The results from ab initio structure prediction programs have demonstrated that any organic molecule has the potential to interrelate with its siblings in a number of different ways, the observed crystal structure representing an energy minimum where the contributions from various types of intermolecular interactions have been carefully balanced. Systematic investigations of molecules that share one important moiety/feature provide valuable experimental data for the understanding of this balance and for rationalizing important trends, even among other sets of compounds. Amino acids constitute an attractive group for such a survey, with a common polar head and a variable side chain. Crystal structures of more than 120 regular acyclic amino acids have been published in the past, meaning that the 20 proteinogenic amino acids represent but a minor fraction of the experimental material. However, if these amino acids are used to construct dipeptides, they alone leave 20 x 20 = 400 different options. As of June 2018, crystal structures are only available for 104 of them.

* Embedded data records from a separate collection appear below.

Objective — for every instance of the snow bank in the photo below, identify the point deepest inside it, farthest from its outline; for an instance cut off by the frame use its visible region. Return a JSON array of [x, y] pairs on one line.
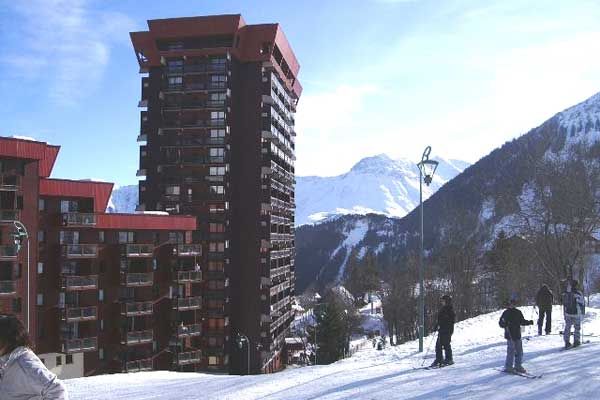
[[479, 349]]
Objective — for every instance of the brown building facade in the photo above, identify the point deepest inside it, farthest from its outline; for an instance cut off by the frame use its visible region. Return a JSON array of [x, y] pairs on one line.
[[107, 292], [218, 142]]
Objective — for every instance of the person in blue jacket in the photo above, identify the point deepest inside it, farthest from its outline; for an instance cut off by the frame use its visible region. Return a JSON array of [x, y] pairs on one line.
[[511, 320]]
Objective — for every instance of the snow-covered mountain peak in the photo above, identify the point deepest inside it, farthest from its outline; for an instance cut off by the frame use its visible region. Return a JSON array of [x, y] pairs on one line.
[[376, 184]]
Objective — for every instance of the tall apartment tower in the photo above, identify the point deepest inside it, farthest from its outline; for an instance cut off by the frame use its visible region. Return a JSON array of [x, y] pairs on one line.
[[219, 144]]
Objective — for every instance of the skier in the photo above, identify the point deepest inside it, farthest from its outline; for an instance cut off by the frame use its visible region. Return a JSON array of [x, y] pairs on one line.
[[511, 320], [445, 329], [544, 301], [574, 310]]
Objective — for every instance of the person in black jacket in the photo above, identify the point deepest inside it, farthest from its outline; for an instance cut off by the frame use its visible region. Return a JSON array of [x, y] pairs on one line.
[[511, 320], [544, 301], [445, 328]]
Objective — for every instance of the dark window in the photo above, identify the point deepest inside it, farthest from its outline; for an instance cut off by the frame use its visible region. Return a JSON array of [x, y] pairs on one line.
[[17, 305]]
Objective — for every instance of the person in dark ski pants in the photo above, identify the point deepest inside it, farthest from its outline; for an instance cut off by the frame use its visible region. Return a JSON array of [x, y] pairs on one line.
[[445, 329], [544, 301], [511, 320], [574, 310]]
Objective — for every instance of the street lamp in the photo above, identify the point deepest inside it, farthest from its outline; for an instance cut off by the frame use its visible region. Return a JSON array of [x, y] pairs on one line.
[[427, 168], [18, 236], [241, 338]]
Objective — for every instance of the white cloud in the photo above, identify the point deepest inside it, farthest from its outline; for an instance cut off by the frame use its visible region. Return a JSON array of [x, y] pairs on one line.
[[66, 42]]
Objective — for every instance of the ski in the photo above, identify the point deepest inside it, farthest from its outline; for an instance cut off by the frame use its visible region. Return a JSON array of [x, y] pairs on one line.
[[526, 375], [574, 347]]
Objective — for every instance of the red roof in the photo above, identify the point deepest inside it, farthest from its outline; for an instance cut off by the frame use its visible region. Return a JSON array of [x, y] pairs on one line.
[[99, 191], [30, 150], [146, 221]]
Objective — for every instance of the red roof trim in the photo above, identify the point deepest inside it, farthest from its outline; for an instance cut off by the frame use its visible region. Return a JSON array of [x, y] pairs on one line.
[[31, 150], [99, 191], [146, 221]]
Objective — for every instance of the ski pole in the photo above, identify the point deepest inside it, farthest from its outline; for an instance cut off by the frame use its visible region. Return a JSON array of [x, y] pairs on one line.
[[428, 347]]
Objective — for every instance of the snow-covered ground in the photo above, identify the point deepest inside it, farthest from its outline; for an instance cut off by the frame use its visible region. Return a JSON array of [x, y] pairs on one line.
[[479, 350]]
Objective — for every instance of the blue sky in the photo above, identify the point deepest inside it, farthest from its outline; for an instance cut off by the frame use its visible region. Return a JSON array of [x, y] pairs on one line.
[[379, 75]]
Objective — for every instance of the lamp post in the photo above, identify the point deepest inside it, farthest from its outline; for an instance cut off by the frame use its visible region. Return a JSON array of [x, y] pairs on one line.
[[20, 234], [241, 338], [427, 168]]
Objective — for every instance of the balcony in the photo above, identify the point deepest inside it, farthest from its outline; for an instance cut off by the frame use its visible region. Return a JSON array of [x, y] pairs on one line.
[[137, 309], [8, 252], [188, 276], [190, 357], [139, 337], [80, 314], [139, 365], [80, 250], [10, 182], [79, 219], [187, 303], [189, 250], [9, 216], [80, 345], [137, 279], [139, 250], [73, 283], [184, 331], [8, 288]]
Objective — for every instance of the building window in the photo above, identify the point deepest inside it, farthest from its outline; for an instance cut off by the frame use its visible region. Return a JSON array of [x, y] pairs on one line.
[[126, 237], [17, 305], [217, 152], [216, 247], [214, 227], [216, 171], [172, 190], [68, 206], [217, 189], [175, 80], [217, 133], [69, 237]]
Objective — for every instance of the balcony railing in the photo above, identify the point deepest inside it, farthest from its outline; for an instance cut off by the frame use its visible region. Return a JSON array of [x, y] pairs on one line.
[[138, 279], [137, 309], [81, 250], [139, 337], [139, 250], [9, 216], [188, 276], [8, 288], [80, 345], [189, 250], [190, 357], [81, 314], [79, 219], [188, 303], [80, 282], [189, 330], [8, 252], [139, 365], [10, 182]]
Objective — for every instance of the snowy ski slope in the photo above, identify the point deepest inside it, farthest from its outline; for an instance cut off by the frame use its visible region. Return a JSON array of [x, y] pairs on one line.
[[389, 374]]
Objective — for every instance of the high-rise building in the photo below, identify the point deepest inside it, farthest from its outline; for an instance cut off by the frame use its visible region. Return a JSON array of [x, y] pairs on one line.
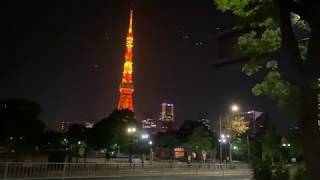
[[150, 125], [166, 120], [256, 121], [167, 112], [126, 87], [205, 121], [88, 124]]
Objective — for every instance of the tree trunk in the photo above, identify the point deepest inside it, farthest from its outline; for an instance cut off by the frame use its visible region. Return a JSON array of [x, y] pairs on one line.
[[310, 92], [305, 76]]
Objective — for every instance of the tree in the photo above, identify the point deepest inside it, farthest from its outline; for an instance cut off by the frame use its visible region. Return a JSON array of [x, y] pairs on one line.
[[113, 130], [200, 140], [271, 145], [20, 122], [235, 125], [76, 133], [269, 26]]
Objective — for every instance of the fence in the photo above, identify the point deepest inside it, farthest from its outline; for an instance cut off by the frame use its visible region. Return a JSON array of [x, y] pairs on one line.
[[32, 170]]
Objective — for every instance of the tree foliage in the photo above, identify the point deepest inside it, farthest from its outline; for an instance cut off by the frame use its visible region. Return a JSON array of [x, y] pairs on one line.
[[235, 125], [200, 140], [20, 121], [262, 38], [292, 28], [113, 130]]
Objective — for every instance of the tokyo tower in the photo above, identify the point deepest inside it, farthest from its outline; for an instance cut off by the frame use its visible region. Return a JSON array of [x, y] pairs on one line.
[[126, 87]]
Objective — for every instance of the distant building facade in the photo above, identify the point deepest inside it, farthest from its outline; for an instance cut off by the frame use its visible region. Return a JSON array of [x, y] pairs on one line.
[[88, 124], [205, 121], [166, 119], [150, 125], [256, 121]]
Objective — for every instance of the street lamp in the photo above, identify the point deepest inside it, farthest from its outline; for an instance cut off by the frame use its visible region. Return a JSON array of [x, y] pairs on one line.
[[143, 137], [151, 152], [235, 108], [131, 131]]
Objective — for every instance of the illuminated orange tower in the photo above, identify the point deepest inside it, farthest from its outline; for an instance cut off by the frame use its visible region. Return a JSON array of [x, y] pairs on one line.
[[126, 87]]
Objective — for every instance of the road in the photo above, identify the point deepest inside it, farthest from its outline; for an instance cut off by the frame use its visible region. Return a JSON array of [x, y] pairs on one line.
[[175, 177]]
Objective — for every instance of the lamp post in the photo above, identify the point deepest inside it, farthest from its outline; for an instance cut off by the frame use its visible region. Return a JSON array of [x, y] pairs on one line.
[[234, 109], [151, 152], [143, 137], [131, 131]]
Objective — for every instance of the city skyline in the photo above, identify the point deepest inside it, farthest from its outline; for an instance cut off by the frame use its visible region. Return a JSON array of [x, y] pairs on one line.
[[71, 65]]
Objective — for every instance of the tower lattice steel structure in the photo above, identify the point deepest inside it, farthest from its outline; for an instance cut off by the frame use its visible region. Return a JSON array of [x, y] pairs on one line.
[[126, 87]]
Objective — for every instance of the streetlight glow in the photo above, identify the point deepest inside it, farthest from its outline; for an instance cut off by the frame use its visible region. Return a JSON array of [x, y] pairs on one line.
[[144, 136], [235, 108], [131, 130]]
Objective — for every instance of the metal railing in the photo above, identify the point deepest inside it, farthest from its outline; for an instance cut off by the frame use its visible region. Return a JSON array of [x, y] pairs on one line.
[[25, 170]]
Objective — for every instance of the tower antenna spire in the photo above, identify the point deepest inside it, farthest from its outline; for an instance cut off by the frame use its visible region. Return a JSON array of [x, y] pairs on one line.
[[126, 87]]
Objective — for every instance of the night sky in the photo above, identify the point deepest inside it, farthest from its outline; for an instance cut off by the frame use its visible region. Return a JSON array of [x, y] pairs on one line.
[[68, 56]]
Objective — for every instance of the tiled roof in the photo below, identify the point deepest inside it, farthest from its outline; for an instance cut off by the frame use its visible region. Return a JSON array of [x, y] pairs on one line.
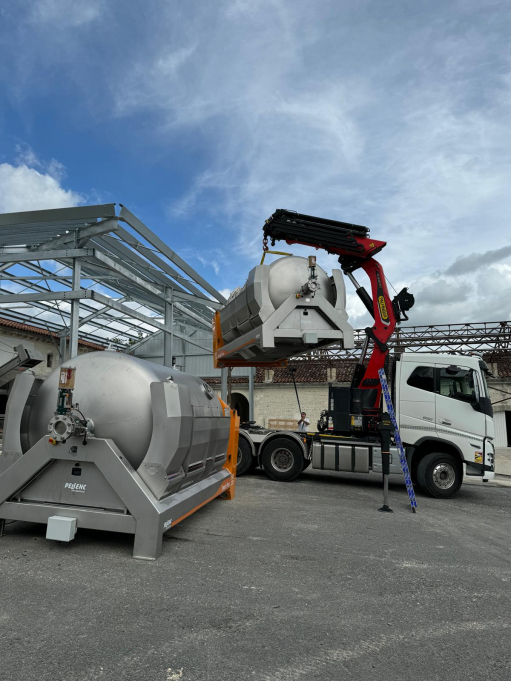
[[28, 328]]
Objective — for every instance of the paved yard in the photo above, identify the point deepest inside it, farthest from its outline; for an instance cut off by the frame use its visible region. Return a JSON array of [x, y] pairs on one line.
[[292, 581]]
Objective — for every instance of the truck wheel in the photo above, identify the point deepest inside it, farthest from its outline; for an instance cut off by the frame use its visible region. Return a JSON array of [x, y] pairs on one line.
[[282, 459], [439, 475], [245, 459]]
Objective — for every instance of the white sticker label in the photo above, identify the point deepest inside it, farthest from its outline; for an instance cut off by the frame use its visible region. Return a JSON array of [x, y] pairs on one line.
[[75, 486]]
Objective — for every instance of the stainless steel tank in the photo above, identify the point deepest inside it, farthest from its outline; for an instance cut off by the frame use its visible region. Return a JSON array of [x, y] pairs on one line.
[[287, 275], [281, 311], [113, 390]]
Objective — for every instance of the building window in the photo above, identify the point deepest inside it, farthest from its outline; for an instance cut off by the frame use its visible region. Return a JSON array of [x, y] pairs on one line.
[[423, 378]]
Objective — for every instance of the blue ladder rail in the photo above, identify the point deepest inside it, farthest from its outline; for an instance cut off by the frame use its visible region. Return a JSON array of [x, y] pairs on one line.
[[397, 438]]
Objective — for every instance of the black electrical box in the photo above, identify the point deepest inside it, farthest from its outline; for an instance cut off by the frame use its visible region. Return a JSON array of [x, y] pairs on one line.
[[339, 407]]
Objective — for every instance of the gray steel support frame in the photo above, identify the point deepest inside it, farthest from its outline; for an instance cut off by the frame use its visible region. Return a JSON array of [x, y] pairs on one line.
[[144, 516], [168, 337], [75, 310]]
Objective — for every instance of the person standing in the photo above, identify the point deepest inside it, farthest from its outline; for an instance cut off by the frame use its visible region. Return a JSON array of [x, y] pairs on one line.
[[303, 423]]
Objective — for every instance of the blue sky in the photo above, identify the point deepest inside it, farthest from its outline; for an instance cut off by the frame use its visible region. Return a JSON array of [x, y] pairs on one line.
[[203, 117]]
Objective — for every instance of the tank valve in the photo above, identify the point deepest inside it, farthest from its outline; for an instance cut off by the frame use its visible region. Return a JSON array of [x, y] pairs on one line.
[[65, 423], [312, 284]]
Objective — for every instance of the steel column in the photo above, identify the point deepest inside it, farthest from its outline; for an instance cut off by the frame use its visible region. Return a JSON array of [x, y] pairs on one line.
[[168, 337], [75, 310]]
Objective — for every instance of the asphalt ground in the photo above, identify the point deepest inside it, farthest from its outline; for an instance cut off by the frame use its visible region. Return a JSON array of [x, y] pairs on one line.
[[305, 580]]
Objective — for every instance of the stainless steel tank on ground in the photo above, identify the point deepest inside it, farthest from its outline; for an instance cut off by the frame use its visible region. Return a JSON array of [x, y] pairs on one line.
[[284, 308], [159, 445], [114, 391]]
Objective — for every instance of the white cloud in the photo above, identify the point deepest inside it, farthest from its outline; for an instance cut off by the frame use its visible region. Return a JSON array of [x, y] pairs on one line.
[[409, 136], [23, 188], [66, 13], [390, 116]]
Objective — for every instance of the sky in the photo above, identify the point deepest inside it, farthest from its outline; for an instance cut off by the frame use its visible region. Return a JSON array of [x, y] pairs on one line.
[[204, 117]]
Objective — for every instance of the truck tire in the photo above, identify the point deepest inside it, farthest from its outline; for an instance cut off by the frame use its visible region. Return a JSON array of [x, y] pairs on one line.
[[246, 462], [282, 459], [439, 475]]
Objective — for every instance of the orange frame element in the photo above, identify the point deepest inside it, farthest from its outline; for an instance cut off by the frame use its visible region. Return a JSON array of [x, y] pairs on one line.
[[221, 361], [232, 453], [227, 489]]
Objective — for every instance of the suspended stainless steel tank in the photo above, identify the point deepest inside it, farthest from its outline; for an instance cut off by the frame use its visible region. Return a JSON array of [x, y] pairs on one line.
[[283, 309], [114, 391]]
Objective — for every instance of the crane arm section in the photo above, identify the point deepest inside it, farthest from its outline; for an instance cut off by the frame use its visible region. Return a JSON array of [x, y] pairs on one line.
[[355, 249]]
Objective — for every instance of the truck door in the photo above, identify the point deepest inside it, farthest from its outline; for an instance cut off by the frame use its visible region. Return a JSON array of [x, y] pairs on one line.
[[458, 387], [416, 400]]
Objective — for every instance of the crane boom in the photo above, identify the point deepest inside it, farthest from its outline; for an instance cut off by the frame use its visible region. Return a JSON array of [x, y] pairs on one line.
[[355, 250]]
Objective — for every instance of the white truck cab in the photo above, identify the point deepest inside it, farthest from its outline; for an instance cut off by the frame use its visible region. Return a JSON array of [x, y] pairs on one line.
[[445, 420], [443, 405]]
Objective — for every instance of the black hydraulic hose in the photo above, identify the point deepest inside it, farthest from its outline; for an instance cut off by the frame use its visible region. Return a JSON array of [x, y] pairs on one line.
[[292, 370]]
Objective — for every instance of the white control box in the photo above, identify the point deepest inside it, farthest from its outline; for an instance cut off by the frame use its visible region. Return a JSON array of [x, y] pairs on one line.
[[61, 528]]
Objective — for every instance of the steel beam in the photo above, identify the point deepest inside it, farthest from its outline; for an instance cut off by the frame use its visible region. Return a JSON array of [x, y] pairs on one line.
[[168, 336], [44, 295], [106, 210], [75, 310], [83, 234]]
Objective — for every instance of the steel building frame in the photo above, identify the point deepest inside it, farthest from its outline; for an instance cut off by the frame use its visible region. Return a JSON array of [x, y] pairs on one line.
[[477, 337], [107, 279]]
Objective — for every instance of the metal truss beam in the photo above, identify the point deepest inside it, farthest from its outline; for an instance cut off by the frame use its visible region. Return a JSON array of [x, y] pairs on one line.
[[106, 210], [82, 235], [27, 256]]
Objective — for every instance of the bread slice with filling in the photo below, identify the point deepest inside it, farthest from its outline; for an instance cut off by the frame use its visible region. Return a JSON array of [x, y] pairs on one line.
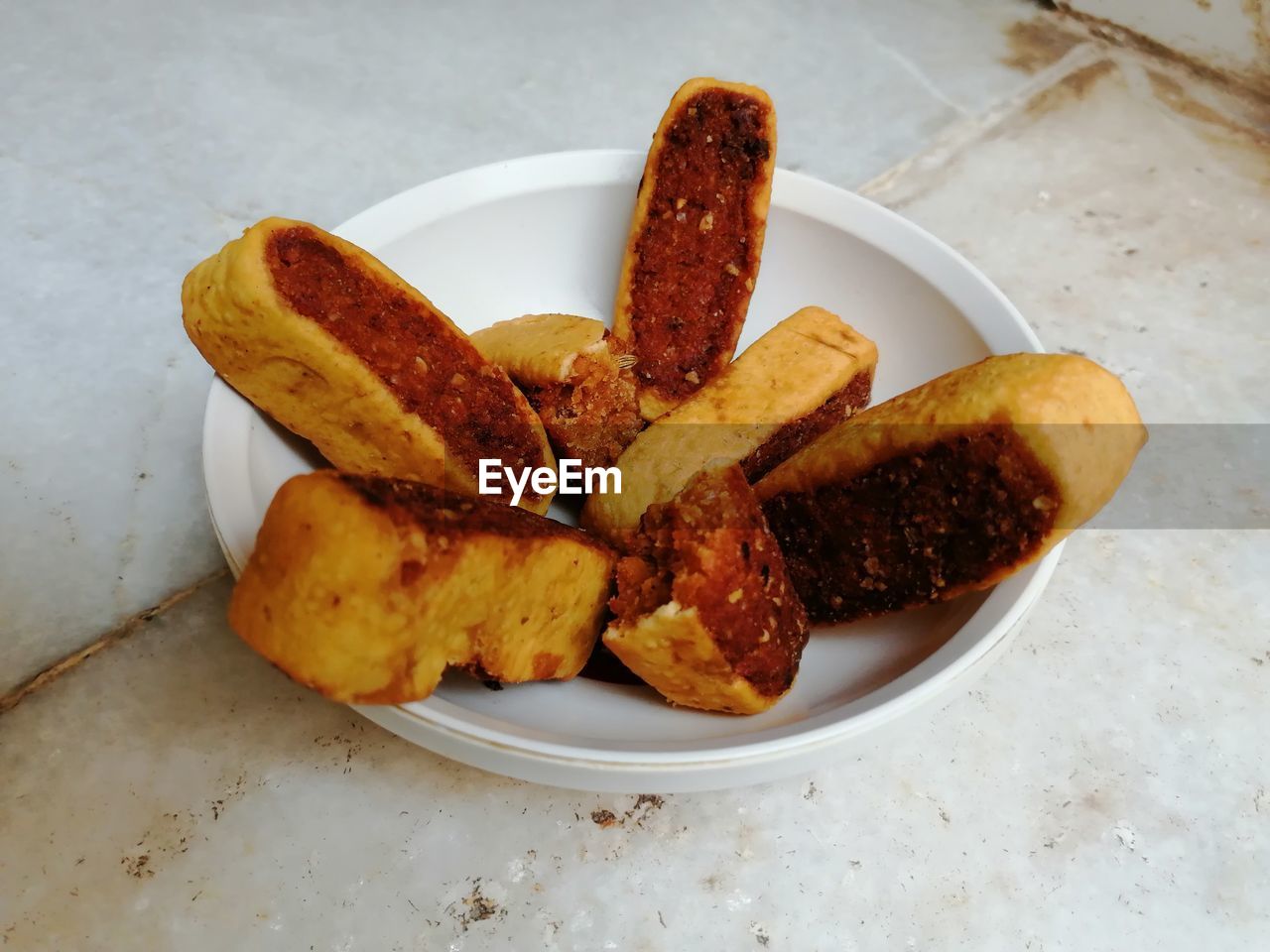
[[367, 589], [575, 375], [703, 610], [340, 350], [798, 380], [952, 486], [697, 238]]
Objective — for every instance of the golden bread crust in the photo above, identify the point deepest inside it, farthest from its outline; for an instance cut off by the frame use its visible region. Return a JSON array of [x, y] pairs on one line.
[[785, 375], [705, 612], [366, 589], [683, 320], [299, 371], [575, 376], [952, 486], [543, 348]]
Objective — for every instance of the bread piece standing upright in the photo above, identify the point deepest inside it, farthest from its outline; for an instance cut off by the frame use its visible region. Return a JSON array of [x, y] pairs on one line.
[[797, 381], [576, 377], [340, 350], [952, 486], [697, 238], [703, 610], [368, 588]]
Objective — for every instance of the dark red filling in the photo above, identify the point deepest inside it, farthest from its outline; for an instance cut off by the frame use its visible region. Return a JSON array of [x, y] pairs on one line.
[[434, 371], [916, 527], [698, 255]]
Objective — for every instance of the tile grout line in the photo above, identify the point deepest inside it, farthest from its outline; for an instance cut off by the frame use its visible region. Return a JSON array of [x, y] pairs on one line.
[[116, 635], [962, 135]]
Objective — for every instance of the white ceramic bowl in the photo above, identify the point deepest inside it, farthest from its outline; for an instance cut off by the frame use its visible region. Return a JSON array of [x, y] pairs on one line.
[[545, 234]]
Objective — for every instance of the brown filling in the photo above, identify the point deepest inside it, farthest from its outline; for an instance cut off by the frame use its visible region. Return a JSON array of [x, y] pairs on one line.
[[798, 433], [697, 258], [434, 371], [915, 527], [439, 511], [708, 549], [592, 416]]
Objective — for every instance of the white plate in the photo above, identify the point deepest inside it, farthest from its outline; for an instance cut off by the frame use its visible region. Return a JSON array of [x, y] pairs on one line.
[[545, 234]]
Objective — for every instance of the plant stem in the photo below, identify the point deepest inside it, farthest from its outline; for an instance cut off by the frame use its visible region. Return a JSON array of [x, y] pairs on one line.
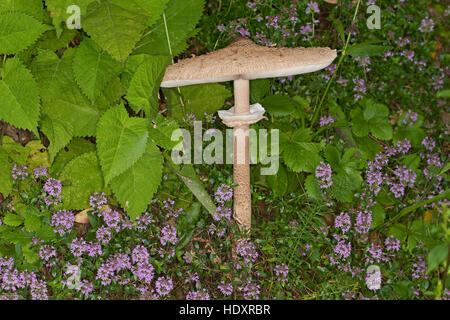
[[344, 53]]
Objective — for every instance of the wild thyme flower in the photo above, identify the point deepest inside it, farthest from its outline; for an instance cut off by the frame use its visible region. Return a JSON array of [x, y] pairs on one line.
[[343, 222], [78, 247], [392, 244], [19, 172], [281, 271], [312, 7], [169, 235], [164, 285], [46, 252], [246, 250], [426, 25], [410, 118], [326, 120], [112, 219], [223, 194], [63, 221], [198, 295], [323, 175], [251, 291], [40, 172], [103, 235], [143, 221], [363, 221], [144, 272], [139, 254], [225, 288], [428, 143], [98, 200]]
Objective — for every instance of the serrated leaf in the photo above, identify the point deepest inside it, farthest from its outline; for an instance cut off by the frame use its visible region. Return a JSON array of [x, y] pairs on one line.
[[33, 8], [5, 174], [19, 96], [93, 68], [278, 105], [58, 10], [58, 133], [81, 177], [61, 97], [12, 220], [161, 130], [121, 141], [197, 99], [144, 86], [278, 182], [342, 188], [312, 188], [135, 187], [436, 256], [116, 25], [76, 147], [169, 34], [190, 178], [17, 153], [18, 31]]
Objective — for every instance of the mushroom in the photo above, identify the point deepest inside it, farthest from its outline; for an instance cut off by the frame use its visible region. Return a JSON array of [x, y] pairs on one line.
[[243, 60]]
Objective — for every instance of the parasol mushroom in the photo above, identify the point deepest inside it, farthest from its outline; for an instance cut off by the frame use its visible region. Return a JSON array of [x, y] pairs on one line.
[[243, 60]]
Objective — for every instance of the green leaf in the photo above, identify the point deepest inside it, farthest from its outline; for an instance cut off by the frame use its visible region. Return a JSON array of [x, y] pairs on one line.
[[16, 152], [197, 99], [121, 141], [144, 86], [32, 223], [378, 216], [33, 8], [135, 187], [168, 35], [259, 89], [278, 105], [58, 10], [81, 177], [312, 188], [278, 183], [58, 133], [333, 157], [19, 96], [93, 68], [381, 129], [443, 94], [116, 25], [5, 174], [160, 131], [436, 256], [75, 148], [360, 126], [190, 178], [18, 31], [342, 187], [61, 97], [12, 220]]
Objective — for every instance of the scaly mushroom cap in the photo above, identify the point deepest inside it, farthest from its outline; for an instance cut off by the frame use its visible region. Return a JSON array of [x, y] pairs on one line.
[[243, 59]]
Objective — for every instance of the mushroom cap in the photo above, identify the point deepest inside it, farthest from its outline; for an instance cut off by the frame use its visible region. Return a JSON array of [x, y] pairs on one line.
[[243, 59]]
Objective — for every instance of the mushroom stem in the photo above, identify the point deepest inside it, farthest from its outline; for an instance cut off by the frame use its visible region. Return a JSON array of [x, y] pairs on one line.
[[242, 195]]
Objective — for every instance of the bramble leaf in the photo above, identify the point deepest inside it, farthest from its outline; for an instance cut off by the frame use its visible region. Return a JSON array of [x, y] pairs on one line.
[[121, 141], [135, 187], [19, 96]]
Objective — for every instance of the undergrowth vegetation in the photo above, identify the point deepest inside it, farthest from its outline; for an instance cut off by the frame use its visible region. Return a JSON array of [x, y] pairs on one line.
[[93, 207]]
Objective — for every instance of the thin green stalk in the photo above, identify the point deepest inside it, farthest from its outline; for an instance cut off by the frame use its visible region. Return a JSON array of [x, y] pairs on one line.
[[344, 53]]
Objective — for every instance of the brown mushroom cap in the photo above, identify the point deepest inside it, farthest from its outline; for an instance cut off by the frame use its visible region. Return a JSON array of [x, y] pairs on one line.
[[243, 59]]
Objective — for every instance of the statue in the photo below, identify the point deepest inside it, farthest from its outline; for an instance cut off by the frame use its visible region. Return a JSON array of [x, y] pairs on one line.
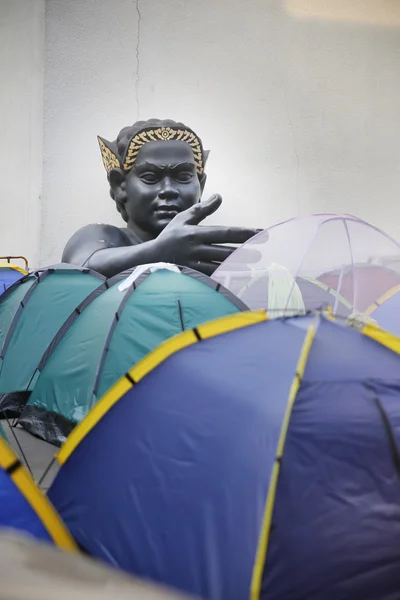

Hydrophobic dipeptides are a subgroup of particular interest. These are based on combinations of the five non-polar amino acids alanine (Ala), valine (Val), isoleucine (Ile), leucine (Leu) and phenylalanine (Phe) only, meaning that hydrogen bonds are essentially limited to connecting the constant parts of the molecules (i.e. the peptide main chains). Therefore, any change in the crystal structure upon amino acid substitution can be attributed to the side chain.

The crystal structure of Val-Leu acetonitrile solvate presented in Görbitz (2018. Acta Cryst. B74, 311-318) is the 25th and final missing piece in the 5 x 5 puzzle of hydrophobic dipeptide structures. This 'completion event' is used as an opportunity to review their crystal packing arrangements and hydrogen-bonding pattern preferences, the associated peptide conformations and the sometimes unexpected impact a seemingly modest amino acid substitution can have not only on the crystal structure but also on the propensity to include co-crystallized solvent molecules.